At this time of year it's possible to see many types of fungi at Dove Stone, such as the colourful (but poisonous!) Fly Agaric and the vibrant Amethyst Deciever.

Fly Agaric (Amanita muscaria) Image by Ken Gartside

Separate from the animal and plant kingdoms, fungi serve important functions in the ecosystem. They are well known as decomposers (growing on and helping to rot down organic matter) but some species also have a symbiotic relationship with plants and trees helping each other grow.
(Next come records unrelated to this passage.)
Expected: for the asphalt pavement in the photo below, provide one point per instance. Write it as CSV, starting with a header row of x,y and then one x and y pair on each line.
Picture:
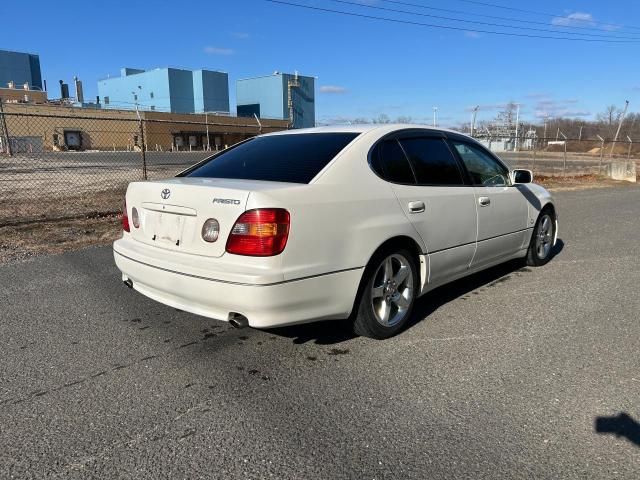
x,y
513,373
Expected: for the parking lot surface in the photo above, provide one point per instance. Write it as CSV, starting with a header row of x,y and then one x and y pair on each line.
x,y
513,373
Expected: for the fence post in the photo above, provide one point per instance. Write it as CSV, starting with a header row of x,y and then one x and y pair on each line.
x,y
535,148
143,147
601,154
5,130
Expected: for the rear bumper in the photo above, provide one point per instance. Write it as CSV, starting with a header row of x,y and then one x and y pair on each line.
x,y
272,304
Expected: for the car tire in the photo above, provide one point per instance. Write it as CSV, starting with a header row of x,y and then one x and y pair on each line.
x,y
386,295
541,244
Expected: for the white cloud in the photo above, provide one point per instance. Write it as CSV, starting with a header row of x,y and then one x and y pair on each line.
x,y
332,89
576,19
548,107
218,51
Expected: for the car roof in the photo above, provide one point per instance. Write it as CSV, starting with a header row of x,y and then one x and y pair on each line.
x,y
384,128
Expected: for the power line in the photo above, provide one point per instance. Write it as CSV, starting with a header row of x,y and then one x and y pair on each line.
x,y
510,19
522,10
448,27
475,22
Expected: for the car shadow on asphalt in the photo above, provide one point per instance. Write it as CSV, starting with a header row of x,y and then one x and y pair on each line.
x,y
332,332
431,301
621,425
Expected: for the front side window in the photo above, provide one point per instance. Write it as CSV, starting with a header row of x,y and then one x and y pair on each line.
x,y
483,169
390,163
295,158
432,161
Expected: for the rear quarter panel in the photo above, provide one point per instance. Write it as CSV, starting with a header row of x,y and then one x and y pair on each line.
x,y
340,218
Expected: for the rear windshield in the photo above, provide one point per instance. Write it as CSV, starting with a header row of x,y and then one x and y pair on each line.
x,y
295,158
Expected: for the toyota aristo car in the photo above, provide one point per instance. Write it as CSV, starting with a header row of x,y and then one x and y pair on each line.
x,y
330,223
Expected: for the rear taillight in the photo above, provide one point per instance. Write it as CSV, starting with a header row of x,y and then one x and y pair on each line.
x,y
125,218
259,233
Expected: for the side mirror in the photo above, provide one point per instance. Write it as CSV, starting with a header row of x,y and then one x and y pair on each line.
x,y
521,176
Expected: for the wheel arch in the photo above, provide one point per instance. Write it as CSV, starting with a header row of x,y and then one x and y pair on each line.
x,y
391,244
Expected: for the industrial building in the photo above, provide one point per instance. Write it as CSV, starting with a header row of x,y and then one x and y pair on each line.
x,y
167,90
17,68
33,128
279,96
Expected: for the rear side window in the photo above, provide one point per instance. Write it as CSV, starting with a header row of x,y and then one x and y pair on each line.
x,y
295,158
432,161
390,163
483,169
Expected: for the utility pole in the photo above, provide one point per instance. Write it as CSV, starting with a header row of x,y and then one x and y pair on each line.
x,y
624,112
515,145
206,121
473,119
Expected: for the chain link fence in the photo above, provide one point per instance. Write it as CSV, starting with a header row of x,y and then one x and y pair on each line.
x,y
568,157
63,166
69,165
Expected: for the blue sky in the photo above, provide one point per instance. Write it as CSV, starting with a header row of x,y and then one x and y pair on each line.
x,y
364,67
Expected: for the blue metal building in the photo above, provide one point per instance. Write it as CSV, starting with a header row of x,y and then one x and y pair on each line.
x,y
20,68
167,89
281,95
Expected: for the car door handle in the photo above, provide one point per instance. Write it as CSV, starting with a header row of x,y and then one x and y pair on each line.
x,y
416,207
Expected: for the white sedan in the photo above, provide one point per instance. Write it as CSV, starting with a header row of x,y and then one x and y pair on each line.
x,y
330,223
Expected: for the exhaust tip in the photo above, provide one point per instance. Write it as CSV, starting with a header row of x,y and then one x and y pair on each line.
x,y
237,320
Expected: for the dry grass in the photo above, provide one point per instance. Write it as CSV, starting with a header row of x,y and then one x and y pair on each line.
x,y
20,242
577,182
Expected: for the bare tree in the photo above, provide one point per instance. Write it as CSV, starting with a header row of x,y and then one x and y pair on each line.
x,y
507,115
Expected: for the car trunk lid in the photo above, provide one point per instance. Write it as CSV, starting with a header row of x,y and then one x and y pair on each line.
x,y
172,212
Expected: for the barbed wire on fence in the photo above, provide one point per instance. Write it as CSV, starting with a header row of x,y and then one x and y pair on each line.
x,y
54,165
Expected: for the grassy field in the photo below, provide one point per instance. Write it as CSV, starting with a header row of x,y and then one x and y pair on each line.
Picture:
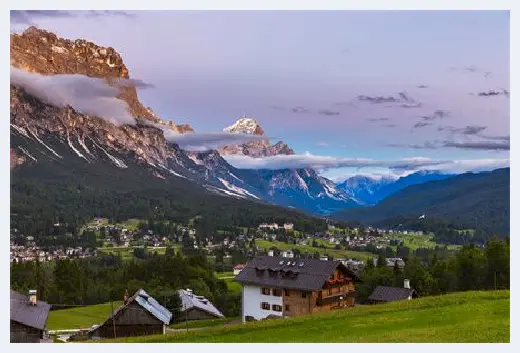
x,y
420,241
204,323
457,317
82,317
342,253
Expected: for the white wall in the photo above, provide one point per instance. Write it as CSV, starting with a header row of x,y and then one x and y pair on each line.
x,y
252,297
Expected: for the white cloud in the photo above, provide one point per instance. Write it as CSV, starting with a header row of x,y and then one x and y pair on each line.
x,y
88,95
401,166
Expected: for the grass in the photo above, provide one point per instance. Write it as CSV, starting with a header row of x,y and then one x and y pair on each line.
x,y
457,317
342,253
81,317
413,242
204,323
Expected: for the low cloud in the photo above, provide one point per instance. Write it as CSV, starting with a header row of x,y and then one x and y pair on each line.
x,y
308,160
492,93
479,145
401,100
421,125
467,130
438,114
88,95
30,16
206,141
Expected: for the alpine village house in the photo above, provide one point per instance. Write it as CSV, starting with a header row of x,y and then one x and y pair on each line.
x,y
279,287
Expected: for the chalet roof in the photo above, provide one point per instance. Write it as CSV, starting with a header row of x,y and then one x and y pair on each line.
x,y
301,274
148,303
190,300
26,314
390,294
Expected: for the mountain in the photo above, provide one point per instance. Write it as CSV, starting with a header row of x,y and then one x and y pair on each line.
x,y
68,165
469,200
299,188
369,190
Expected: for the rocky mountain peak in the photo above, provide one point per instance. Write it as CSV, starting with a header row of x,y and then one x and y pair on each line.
x,y
245,125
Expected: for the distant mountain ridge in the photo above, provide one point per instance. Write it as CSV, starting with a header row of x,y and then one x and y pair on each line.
x,y
471,199
369,190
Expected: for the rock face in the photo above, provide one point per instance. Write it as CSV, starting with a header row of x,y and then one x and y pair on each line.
x,y
39,51
255,148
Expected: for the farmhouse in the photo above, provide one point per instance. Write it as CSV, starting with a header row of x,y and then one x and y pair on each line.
x,y
237,269
139,315
196,307
278,287
28,318
384,294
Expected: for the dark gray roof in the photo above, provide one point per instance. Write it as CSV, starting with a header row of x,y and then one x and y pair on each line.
x,y
390,294
26,314
190,300
273,271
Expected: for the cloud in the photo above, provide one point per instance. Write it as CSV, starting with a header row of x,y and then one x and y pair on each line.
x,y
88,95
467,130
402,100
308,160
479,145
492,92
29,16
328,112
438,114
421,125
206,141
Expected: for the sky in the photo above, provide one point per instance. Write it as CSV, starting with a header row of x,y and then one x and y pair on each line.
x,y
336,85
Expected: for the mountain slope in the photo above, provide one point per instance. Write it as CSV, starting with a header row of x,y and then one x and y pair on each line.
x,y
471,200
370,190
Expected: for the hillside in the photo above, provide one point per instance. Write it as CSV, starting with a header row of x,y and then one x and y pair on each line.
x,y
470,200
458,317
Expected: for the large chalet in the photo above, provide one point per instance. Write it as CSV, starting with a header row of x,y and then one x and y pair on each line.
x,y
278,287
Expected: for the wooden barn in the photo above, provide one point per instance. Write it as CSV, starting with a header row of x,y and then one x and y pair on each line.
x,y
385,294
279,287
28,318
196,307
140,315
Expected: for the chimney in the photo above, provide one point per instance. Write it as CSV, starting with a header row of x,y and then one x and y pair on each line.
x,y
32,297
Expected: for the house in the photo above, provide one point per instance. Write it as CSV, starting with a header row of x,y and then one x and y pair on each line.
x,y
278,287
237,269
28,318
196,307
384,294
139,315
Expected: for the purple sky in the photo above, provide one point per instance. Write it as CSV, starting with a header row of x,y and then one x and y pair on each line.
x,y
326,82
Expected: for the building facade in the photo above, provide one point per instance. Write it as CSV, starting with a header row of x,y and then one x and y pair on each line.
x,y
279,287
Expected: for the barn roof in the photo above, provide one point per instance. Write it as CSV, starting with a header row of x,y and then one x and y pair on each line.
x,y
281,272
26,314
190,300
390,294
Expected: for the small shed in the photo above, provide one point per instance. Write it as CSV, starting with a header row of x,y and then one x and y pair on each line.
x,y
384,294
28,318
140,315
196,307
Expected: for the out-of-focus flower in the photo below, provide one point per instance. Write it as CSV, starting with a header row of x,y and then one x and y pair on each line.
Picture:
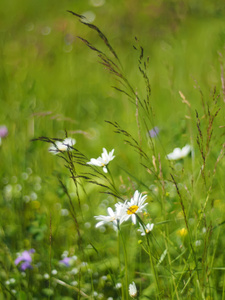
x,y
132,290
130,209
66,261
154,132
179,153
182,232
145,230
112,217
63,146
3,132
26,259
102,161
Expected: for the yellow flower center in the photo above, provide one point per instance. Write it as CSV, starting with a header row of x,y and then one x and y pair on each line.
x,y
132,209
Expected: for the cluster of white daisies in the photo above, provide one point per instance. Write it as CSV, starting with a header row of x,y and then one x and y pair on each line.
x,y
128,209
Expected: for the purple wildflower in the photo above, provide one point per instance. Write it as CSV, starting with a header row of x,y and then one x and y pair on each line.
x,y
26,260
66,261
154,132
3,131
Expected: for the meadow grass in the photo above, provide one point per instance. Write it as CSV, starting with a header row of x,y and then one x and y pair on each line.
x,y
159,86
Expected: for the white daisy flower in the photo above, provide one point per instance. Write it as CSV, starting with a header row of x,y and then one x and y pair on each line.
x,y
102,161
131,208
62,146
179,153
132,290
145,230
112,217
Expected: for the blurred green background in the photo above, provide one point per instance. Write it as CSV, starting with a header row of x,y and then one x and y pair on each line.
x,y
51,82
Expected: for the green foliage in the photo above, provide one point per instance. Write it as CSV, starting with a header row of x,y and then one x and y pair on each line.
x,y
161,64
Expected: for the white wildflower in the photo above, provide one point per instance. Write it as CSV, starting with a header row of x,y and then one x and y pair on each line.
x,y
131,208
179,153
102,161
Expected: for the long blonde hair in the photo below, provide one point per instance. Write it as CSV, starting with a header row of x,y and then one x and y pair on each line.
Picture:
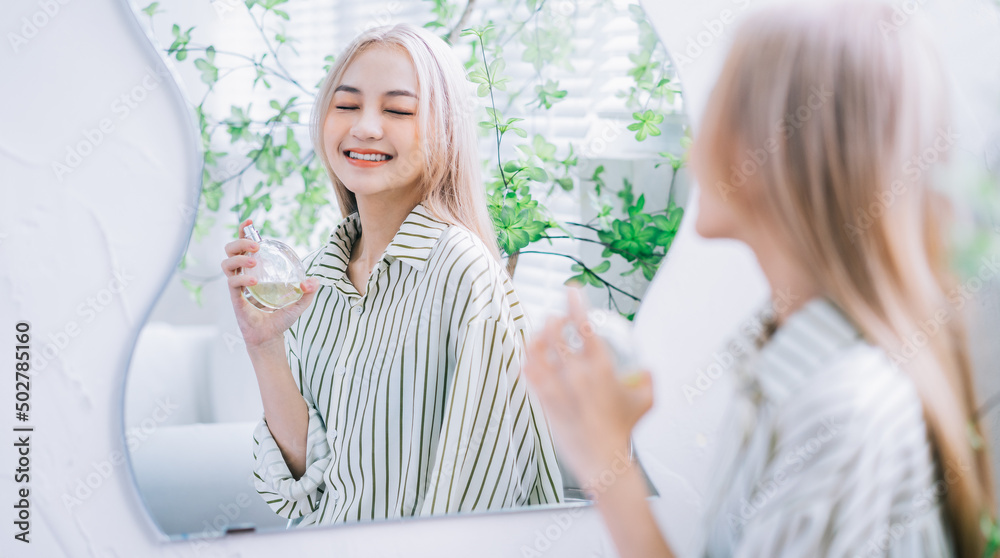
x,y
837,112
452,189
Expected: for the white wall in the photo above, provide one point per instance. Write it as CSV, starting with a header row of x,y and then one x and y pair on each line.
x,y
122,209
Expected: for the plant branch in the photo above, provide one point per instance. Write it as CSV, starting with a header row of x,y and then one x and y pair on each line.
x,y
584,266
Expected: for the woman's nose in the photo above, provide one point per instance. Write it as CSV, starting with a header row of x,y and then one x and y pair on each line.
x,y
368,125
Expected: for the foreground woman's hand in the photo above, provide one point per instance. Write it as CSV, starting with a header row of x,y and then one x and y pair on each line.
x,y
591,411
259,328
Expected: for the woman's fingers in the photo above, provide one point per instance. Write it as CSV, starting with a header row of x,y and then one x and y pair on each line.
x,y
240,281
237,247
232,264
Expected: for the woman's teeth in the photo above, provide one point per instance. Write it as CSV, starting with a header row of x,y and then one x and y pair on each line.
x,y
367,156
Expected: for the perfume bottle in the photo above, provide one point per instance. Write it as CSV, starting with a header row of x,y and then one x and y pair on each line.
x,y
279,274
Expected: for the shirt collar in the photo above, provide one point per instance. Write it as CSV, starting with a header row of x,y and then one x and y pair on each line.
x,y
412,244
801,346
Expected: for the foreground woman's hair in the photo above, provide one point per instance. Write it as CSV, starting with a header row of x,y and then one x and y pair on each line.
x,y
841,112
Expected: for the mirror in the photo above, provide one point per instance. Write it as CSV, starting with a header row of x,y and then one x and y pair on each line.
x,y
583,135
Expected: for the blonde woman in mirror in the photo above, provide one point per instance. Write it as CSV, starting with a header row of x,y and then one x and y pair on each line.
x,y
839,444
393,388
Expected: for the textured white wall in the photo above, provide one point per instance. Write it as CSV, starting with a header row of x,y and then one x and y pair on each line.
x,y
122,210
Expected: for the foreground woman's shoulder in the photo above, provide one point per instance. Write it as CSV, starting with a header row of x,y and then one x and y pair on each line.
x,y
459,249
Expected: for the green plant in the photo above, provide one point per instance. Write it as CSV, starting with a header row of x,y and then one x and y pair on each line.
x,y
524,171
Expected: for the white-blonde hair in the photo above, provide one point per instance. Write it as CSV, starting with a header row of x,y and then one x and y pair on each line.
x,y
448,156
843,99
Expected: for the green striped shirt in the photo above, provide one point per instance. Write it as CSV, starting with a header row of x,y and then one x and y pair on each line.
x,y
417,404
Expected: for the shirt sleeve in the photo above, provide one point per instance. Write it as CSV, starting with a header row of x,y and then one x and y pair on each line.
x,y
287,496
495,448
843,480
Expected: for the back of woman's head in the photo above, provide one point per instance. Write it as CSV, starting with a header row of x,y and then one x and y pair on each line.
x,y
828,120
448,154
These are called mycorrhizal fungi and over the years many places in the UK have lost these important organisms in soils and substrate due to land management practices such as burning and draining and industrial pollution over the years.

At Dove Stone we have recently been working with fungi expert Jacob Whitson of Chaos Fungorum, who has been collecting the fruiting bodies of these mycorrhizal fungi (what we would see as mushrooms) to harvest the spores and create a mix that can be used to inoculate the soils at Dove Stone with the hope of healthier, natural growth of trees and plants.

A collection of mycorrhizal fungi collected on site (image James Minchin)

Letting fungi fruit is very important for the spread and reproduction of each species. Over picking and destroying mushrooms while visiting places like Dove Stone can have a detrimental effect, limiting their ability to reproduce.